Molecular basis of pregnancy-induced breast cancer prevention.

Abstract

Reduction in breast cancer risk is associated with elevated circulating levels of human chorionic gonadotropin (hCG) during the first trimester of gestation. The knowledge that hCG also modifies the genomic signature of breast epithelial cells, from highly susceptible to refractory, to undergo neoplastic transformation, and also exerts both preventive and therapeutic effects on chemically induced mammary cancer, lead us to select this hormone for inducing chromatin remodeling in breast epithelial cells as a surrogate end point of complete differentiation and cancer prevention. We have found that chromatin remodeling is the driving force of the differences between the nulliparous and parous breast. In the parous breast, the epithelial cells have a condensed chromatin and increased reactivity with anti-H3K9me2 [di-methyl histone 3 (H3) (Lysine 9)] and H3K27me3 antibodies.
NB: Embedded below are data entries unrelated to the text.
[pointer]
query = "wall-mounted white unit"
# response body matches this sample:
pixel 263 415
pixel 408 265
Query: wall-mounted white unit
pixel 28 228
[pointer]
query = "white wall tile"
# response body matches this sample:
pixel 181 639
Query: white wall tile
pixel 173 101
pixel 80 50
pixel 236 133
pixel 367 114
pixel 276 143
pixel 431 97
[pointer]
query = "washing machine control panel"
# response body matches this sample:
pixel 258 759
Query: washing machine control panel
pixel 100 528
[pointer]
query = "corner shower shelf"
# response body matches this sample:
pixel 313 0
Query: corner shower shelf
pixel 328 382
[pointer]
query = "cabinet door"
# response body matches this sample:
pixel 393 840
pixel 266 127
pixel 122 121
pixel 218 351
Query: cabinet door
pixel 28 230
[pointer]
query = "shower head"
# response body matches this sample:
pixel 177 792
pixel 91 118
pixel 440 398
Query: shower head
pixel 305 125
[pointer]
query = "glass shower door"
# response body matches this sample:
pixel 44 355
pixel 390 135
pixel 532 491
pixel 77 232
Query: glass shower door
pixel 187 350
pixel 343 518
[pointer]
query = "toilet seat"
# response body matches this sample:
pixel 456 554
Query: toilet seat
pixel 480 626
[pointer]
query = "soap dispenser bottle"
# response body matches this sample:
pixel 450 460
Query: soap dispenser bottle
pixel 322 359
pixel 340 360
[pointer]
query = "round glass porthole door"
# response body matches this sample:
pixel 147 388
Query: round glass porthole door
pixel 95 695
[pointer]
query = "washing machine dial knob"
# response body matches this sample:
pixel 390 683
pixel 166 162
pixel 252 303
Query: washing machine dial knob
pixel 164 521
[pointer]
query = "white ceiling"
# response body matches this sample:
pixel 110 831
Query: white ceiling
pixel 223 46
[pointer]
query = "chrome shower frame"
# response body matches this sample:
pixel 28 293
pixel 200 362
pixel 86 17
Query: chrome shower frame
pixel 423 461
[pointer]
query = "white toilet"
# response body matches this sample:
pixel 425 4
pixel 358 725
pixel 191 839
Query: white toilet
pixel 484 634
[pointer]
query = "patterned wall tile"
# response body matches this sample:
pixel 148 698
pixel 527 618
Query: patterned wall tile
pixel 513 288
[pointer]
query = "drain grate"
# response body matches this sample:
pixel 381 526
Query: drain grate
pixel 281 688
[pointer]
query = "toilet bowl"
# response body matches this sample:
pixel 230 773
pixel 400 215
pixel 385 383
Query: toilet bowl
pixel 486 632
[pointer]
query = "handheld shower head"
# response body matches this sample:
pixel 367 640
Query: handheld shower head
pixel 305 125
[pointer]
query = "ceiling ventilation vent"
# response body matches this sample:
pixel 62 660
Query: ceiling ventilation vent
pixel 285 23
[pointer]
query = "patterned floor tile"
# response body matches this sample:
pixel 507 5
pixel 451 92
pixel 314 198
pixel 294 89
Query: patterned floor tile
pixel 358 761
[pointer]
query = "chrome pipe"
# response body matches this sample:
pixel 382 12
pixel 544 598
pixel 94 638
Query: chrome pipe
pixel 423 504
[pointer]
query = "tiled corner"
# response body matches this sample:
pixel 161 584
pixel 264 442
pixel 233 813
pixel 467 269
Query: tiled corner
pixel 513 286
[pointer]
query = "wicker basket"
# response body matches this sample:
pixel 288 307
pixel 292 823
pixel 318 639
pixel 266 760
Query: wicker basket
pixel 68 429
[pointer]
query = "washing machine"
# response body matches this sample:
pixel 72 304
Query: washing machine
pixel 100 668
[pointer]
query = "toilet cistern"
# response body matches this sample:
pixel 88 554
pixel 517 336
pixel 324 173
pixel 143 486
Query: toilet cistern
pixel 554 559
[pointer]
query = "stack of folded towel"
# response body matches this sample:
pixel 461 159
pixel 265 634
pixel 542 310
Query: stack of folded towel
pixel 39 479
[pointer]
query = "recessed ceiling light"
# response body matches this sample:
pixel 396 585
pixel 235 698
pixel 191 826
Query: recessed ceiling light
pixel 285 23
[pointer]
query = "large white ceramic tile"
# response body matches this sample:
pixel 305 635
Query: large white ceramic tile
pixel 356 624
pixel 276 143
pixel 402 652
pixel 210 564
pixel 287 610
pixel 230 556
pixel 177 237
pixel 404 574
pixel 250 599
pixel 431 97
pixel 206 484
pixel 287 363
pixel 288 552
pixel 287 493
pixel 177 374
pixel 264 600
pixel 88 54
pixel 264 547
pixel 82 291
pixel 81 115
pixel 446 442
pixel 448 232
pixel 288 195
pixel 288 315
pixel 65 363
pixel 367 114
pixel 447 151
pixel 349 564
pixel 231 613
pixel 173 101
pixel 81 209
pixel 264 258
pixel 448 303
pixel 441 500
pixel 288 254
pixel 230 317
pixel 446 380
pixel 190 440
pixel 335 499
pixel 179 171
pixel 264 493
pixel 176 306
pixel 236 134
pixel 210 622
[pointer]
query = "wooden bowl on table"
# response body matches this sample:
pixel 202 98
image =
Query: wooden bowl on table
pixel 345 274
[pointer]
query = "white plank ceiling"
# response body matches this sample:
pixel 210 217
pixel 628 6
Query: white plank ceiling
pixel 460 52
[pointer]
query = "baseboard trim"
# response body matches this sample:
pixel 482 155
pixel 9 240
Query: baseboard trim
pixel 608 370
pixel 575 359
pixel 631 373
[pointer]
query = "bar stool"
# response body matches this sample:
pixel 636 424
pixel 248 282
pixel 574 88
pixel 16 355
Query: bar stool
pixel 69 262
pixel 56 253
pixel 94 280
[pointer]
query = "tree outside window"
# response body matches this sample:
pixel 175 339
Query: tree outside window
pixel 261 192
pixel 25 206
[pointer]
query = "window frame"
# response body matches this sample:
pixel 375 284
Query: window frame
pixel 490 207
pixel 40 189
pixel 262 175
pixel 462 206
This is accompanied by upregulation of noncoding RNA (ncRNA) elements including X2-inactive specific transcript (XIST) and chromatin remodeling genes, such as chromodomain helicase DNA-binding protein 2 (CHD2) and the chromobox homolog 3 (CBX3), whose products are required for controlling recruitment of protein/protein or DNA/protein interactions Another important gene upregulated in the parous breast epithelial cells is the histone-lysine N-methyltransferase or enhancer of zeste homolog 2 (EZH2), a member of the polycomb group (PcG) forming multimeric protein complexes that maintains the transcriptional repressive state of genes over successive cell generations. The fact that recent studies indicate that ncRNAs recruit PcG complexes to the locus of transcription or to sites located elsewhere in the genome cause us to postulate that the increased chromatin condensation in the parous breast has been initiated by ncRNAs, a postulate supported by the observed upregulation of several ncRNAs that included the XIST. The identification of a specific genomic signature of pregnancy has uncovered a novel tool that will serve as a surrogate biomarker for testing new chemopreventive agents and will significantly advance the field of cancer prevention. The clinical impact of this work is that it validates in an experimental system the genomic signature of prevention identified in the human parous breast and establish the bases for the use of the hormone hCG in the prevention of breast cancer, an approach that has not been fully developed until now.